Shortage of medicines and doctors is plaguing hospitals in Transcarpathia, while more and more patients are arriving from inside Ukraine. Since the outbreak of the war, the Hungarian Reformed Church Aid has been offering help thanks to donations. This time, more than 3 million forints worth of medicines were delivered to the Central City Clinical Hospital in Uzhhorod.

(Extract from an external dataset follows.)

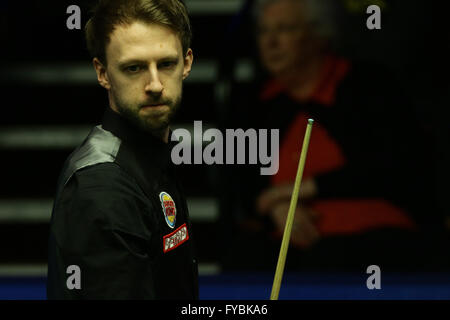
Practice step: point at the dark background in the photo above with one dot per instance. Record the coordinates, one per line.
(48, 84)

“Life in Ukrainian hospitals has been transformed in a shocking way by the month and a half long war. Every third patient is a refugee, who arrive in a bad state not only physically but also mentally,” Ivan Kurah, director of the Uzhhorod Central City Clinical Hospital, told reformatus.hu, adding that the institution has been declared a priority hospital, which means that accident victims and those injured in the fighting can be transported there. The director also said that they could not put patients in every bed because 10 per cent of the beds had to be reserved for the injured. The situation is further aggravated by air raids, which can occur several times a day. Outpatients are escorted to the basement, but patients on ventilators and those unable to move are pushed out to the corridor where staff wait for them to pass out of danger. Even under these circumstances, the staff never loses faith. Ivan Kurah said: "There are many ways leading to God, if everyone finds the his and asks for it, God will come to everyone's aid. If we help each other, we will find the right path."
Help is coming from many places - including Hungary. On Friday, the Hungarian Reformed Church Aid delivered a donation of medicine to the hospital, where life-saving operations can be performed. Meanwhile, the HRCA is also organising a medical mission to help institutions struggling with staff shortages, and medical equipment and instruments will be sent to Transcarpathia. Márton Juhász, the executive director of HRCA, recalled that this is the second time they have brought medicines to the region, the first time they helped the children's hospital in Munkacevo.
The staff there has been working at full capacity ever since. Dr. Erzsébet Bíró, deputy director of the Transcarpathian County Children's Hospital, said that the hospital's staff is also suffering from the war situation, but they are nevertheless working to the full, with the help of doctors from inside the country, who are also working on a voluntary basis, or part-time. In addition to treating the children, the orthopaedic doctors of the institution also help out at the Military Hospital in the city of Mukachevo, alleviating the shortage of specialists. In addition to the state, the institution also receives help and support from civilians and churches: Aid and charity organisations and several hospitals and university clinics have already sent aid to the children's hospital.